Ameloblastic fibroma is a rare mixed odontogenic tumor; accounts for 2.5% of odontogenic tumors [2,3]. It occurs primarily in young individuals (70% of patients are younger than the age of 20 years at presentation). There is no sexual or racial predilection [4-6]. Ameloblastic fibroma arises in the mandible in most of the cases (about 80%) with remainder arising in the maxilla [4,5,7,8]. Patients with ameloblastic fibroma usually complain of swelling of the jaw, failure of tooth eruption and /or pain [2,4]. Radiographically, AF appears radiolucent multilocular or unilocular cyst with difficulty in distinguishing it from simple ameloblastoma [2,4,7].
Case Report
A 20 years old, married, Saudi female came to Oral & Maxillofacial Surgery Clinic of King Fahad Hospital- Hofuf, Saudi Arabia, complaining of pain which has started since few weeks around pointing teeth which failed to erupt in addition to swelling of the left side of the face. Swelling started five years earlier with gradual increase in size.
Medical History: Patient has no significant medical history.
Extra-oral examination showed asymmetrical expansion of left malar region and cheek. There was no ocular involvement and no regional lymphoadenopathy. Intra- oral examination showed swelling of left maxilla; expanding palatally, mesially and anterolaterally obliterating the upper left buccal sulcus from tooth # 23 to tooth # 27 region. Swelling was bony hard on all surfaces except the alveolar surface which is cystic in consistency with pointing multiple odontomes. Plain radiographs (orthopantomogram & occipitomental view) and Computerized Tomography (CT) showed well defined expansile mass within left maxilla and left maxillary sinus; with radiopaque dental tissues (odontomes) and displaced tooth # 28 (Figure 1). The lesion caused deviation of nasal septum and there was no erosion of orbital floor or displacement of ocular contents (Figures 2 & 3).



Incisional biopsy was done under local anesthesia for histopathological examination. Microscopically, the lesion showed strands and buds of epithelial cells in a very cellular connective tissue stroma (Figures 4 & 5). The cells composing the strands of epithelium are cuboidal to columnar with presence of stellate reticulum. The microscopic findings were consistent with the diagnosis of ameloblastic fibroma


Ten days later, excision of entire tumor was done under general anesthesia via intra-oral approach and through antrostomy.

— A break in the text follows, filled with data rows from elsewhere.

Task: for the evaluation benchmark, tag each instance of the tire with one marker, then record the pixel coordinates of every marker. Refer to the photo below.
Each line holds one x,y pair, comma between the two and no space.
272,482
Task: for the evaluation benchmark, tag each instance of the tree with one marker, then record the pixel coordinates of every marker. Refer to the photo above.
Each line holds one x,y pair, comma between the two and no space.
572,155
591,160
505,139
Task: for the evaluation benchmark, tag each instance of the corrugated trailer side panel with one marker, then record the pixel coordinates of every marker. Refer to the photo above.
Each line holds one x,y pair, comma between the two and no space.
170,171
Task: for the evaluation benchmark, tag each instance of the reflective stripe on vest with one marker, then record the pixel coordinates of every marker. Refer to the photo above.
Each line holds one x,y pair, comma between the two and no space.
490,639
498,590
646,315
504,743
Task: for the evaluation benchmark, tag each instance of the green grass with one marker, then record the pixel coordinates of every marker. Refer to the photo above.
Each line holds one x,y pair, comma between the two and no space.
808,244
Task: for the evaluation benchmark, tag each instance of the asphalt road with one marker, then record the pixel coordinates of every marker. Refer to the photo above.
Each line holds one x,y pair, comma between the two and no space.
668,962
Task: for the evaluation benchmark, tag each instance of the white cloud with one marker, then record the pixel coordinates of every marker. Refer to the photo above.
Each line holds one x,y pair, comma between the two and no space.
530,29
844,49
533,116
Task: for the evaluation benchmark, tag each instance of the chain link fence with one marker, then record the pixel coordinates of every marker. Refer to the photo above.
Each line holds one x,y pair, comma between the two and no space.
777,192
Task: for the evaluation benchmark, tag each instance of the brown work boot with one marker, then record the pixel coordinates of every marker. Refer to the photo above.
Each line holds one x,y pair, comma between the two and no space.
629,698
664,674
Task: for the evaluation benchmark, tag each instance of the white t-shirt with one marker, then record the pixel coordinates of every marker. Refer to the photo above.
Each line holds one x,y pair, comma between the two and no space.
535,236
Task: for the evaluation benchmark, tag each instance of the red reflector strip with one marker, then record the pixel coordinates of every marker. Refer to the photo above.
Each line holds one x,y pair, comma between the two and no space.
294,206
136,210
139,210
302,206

The tumor was excised by blunt dissection and curettage along with the associated odontomes and displaced tooth # 28 (Figures 6 & 7).


The patient was followed up every three months for more than two years without any evidence of residual tumor or recurrence. Tooth # 26 was deemed non-vital and was root treated (Figures 8 & 9).


Discussion
Ameloblastic Fibroma is a mixed tumor. It consists of odontogenic ectomesenchyme resembling the dental papilla and epithelium resembling dental lamina and enamel organ without dental hard tissues [9]. It is slow growing tumor which can cause bone expansion [10]. The treatment of A.F is controversial. Some authors recommend wide excision of the tumor unless the extent of surgery will result in significant deformity, [11] On the other hand, others support enucleation or curettage initially; with reserving modified block resection in cases of recurrence [3,6,12].
In this case, enucleation and curettage were performed as a conservative treatment, with complete excision involving entire tumor, involved tooth and odontomes. The recurrence rate has been reported between 18.3 and 43.5% [4,11]. Patient has been on follow up for two years without any clinical or radiographical sign of residual or recurrent disease. On orthopantomogram, sign of bone remodeling is obvious (Figure 8).